Biotherapies for motor neuron disorders (ALS & SMA)
The main goal of our team is to develop new therapies for motor neuron disorders (MND). Our work is focused on spinal muscular atrophy (SMA) and amyotrophic lateral sclerosis (ALS).
The use of viral vectors derived from adeno associated virus (AAV) opened novel perspectives and applications for the treatment of MNDs. In 2007, M. Barkats demonstrated the high potential of self-complementary AAV serotype 9 (AAV9) to efficiently transduce the central nervous system (CNS) following a systemic injection (Barkats, Patent PCT/EP2008/063297, 2007 and publication Institut de Myologie). Remarkably, the first gene therapy based on this approach – Zolgensma® – has been recently approved by the Food and Drug Administration (FDA) for the treatment of infantile forms of SMA. This represents a major breakthrough in the field of gene therapy for rare diseases.
We are currently optimizing the AAV-mediated gene replacement approach for SMA. Our objective is to develop specific vectors targeting multiple organs affected in the disease (Besse et al., 2020). This will likely reduce the potential side-effects of the current therapy on the long term. We are also investigating epigenetic regulation in SMA and motor neuron degeneration. The study of epigenetic hallmarks will provide a comprehensive understanding of the disease and in particular of its different forms. Furthermore, this work will contribute to the identification of novel pathways implicated in the pathophysiology of SMA. The objective of these projects on the long term is to identify novel therapeutic targets, specific to each SMA patient and to design future personalized medicine approaches ( Smeriglio et al., 2020).

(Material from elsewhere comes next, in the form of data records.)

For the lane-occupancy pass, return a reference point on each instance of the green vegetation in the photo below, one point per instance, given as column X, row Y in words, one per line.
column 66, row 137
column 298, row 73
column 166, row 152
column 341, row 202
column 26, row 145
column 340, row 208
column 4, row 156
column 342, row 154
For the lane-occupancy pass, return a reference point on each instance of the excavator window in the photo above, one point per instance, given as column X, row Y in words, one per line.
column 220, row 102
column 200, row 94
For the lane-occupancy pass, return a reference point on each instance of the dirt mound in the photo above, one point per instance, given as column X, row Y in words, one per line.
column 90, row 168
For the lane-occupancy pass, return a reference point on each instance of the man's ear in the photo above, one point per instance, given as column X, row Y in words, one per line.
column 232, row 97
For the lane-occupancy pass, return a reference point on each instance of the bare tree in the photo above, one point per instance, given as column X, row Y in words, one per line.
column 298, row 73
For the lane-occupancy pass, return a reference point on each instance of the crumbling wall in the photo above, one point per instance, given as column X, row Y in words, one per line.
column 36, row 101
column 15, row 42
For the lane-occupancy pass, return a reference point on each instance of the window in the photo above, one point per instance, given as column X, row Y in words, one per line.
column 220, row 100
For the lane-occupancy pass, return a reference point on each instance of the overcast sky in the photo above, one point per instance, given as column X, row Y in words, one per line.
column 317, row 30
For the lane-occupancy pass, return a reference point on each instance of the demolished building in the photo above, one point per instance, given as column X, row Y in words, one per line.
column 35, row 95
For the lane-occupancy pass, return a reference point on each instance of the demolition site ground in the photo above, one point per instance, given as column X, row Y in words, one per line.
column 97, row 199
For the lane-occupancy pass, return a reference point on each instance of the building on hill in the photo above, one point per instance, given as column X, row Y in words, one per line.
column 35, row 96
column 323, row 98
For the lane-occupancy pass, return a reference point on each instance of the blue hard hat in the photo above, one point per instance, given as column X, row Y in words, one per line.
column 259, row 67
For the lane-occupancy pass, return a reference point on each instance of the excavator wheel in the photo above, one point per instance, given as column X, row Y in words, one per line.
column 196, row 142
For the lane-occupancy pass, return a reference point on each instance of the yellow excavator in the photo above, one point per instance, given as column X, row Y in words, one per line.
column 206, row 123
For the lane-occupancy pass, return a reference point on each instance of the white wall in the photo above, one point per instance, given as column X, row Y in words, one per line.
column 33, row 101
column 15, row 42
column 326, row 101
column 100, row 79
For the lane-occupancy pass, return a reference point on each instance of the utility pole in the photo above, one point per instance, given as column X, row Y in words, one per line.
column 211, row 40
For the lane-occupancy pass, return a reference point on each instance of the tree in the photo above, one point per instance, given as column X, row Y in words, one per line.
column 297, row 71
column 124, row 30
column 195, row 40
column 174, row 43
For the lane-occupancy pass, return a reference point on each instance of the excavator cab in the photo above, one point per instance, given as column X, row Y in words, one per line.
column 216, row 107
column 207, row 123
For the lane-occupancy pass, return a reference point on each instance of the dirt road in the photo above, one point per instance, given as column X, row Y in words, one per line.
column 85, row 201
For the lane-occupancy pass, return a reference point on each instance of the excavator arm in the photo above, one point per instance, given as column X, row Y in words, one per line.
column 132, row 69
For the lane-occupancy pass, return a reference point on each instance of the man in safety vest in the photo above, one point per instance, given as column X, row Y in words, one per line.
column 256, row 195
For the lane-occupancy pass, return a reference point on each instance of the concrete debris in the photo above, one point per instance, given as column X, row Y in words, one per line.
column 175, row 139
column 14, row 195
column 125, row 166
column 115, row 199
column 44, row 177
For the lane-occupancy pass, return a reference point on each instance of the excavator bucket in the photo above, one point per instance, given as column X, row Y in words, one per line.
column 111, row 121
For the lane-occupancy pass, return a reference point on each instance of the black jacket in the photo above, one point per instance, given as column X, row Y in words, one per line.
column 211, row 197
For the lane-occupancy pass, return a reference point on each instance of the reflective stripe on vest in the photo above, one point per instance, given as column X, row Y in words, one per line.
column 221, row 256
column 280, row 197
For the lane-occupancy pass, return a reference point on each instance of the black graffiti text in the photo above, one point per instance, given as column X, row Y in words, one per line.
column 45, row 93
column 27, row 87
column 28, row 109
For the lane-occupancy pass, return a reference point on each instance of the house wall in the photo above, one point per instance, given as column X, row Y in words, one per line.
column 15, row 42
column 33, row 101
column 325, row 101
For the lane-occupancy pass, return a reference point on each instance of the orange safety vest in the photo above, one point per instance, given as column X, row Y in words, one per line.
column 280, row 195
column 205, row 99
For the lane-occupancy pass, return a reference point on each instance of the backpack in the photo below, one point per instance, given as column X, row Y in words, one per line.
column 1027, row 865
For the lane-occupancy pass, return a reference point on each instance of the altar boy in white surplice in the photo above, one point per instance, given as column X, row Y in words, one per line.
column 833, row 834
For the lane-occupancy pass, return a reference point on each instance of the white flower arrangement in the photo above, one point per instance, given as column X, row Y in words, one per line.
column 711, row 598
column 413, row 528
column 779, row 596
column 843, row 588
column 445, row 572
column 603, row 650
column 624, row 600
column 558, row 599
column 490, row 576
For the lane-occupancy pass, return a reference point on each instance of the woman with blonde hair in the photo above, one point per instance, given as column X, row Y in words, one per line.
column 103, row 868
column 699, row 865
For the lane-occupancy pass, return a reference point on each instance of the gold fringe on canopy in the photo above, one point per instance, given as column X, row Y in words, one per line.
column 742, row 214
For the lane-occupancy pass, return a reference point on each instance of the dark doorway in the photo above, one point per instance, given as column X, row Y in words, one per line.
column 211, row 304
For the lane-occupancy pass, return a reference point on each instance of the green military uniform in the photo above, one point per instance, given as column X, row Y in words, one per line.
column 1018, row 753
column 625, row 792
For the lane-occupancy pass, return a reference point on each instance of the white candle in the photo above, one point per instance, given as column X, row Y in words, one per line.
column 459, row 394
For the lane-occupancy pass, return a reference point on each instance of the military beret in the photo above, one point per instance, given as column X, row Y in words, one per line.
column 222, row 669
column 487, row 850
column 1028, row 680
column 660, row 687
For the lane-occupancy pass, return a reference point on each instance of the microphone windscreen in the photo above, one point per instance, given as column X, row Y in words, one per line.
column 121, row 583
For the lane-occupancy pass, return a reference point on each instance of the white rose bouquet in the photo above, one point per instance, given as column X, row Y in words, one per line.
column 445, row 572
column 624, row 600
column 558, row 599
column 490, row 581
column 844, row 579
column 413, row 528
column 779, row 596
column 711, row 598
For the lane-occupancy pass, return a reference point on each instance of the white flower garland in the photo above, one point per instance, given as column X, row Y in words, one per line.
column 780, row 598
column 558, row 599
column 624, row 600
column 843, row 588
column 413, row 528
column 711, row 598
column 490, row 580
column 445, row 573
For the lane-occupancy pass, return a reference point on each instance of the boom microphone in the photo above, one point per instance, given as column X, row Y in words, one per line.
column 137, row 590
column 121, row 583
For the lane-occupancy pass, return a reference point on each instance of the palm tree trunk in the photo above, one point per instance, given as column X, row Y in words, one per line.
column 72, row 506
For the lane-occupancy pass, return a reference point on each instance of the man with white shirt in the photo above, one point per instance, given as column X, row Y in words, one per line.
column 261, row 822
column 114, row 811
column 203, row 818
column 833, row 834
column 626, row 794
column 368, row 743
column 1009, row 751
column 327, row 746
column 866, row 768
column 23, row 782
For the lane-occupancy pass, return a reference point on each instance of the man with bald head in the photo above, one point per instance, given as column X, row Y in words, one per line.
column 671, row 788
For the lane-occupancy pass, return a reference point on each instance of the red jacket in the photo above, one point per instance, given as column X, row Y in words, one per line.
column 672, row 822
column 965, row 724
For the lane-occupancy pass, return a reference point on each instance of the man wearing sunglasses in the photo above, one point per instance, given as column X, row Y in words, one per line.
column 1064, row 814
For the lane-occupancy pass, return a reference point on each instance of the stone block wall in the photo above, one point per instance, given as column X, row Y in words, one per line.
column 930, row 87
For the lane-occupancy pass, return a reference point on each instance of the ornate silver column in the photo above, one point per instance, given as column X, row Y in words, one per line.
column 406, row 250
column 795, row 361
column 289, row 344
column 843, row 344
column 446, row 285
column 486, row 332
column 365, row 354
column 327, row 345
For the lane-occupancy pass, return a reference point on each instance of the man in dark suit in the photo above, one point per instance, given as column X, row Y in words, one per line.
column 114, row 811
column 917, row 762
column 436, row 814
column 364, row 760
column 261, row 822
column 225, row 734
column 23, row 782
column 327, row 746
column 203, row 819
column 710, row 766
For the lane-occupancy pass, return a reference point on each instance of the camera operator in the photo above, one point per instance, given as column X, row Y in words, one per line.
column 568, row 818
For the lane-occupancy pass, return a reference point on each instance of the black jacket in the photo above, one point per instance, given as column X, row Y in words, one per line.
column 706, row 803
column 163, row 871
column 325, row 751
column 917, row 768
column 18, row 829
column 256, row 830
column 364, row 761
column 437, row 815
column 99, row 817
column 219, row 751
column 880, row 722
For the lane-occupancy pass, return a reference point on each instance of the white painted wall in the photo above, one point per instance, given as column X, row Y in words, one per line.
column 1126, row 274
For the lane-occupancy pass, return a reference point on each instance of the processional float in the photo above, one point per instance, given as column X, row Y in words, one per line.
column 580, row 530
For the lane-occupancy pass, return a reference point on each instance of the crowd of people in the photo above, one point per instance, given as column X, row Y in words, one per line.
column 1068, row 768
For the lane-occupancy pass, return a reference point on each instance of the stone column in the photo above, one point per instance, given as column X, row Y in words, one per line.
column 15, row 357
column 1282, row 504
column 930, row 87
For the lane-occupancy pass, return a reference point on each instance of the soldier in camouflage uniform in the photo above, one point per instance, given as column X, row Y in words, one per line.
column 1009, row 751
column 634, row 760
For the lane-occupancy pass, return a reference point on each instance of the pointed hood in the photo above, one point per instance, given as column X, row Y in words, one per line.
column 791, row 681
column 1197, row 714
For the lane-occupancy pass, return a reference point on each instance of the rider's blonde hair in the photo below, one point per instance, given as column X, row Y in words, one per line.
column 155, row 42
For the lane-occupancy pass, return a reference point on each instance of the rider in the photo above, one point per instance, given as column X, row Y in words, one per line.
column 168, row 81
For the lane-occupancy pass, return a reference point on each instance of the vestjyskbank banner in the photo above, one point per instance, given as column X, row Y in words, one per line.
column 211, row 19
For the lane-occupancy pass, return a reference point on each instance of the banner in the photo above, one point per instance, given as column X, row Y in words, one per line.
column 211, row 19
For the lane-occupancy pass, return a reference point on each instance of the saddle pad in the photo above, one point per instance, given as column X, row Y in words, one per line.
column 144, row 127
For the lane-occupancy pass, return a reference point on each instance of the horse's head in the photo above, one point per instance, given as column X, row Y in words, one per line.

We are also taking advantage of the therapeutic potential of AAV vectors to find treatments for ALS. In 2017, we developed a therapeutic strategy for ALS caused by mutations in the superoxide dismutase 1 (SOD1) gene. Using an exon-skipping approach through AAV, we induced global decrease in the human mutant SOD1 in the SOD1G93A mouse model (Biferi et al., 2017). This work received the Prize4Life award “THE $1M AVI KREMER ALS TREATMENT PRIZE4LIFE”. We are currently furthering the pre-clinical development of this approach in collaboration with Généthon.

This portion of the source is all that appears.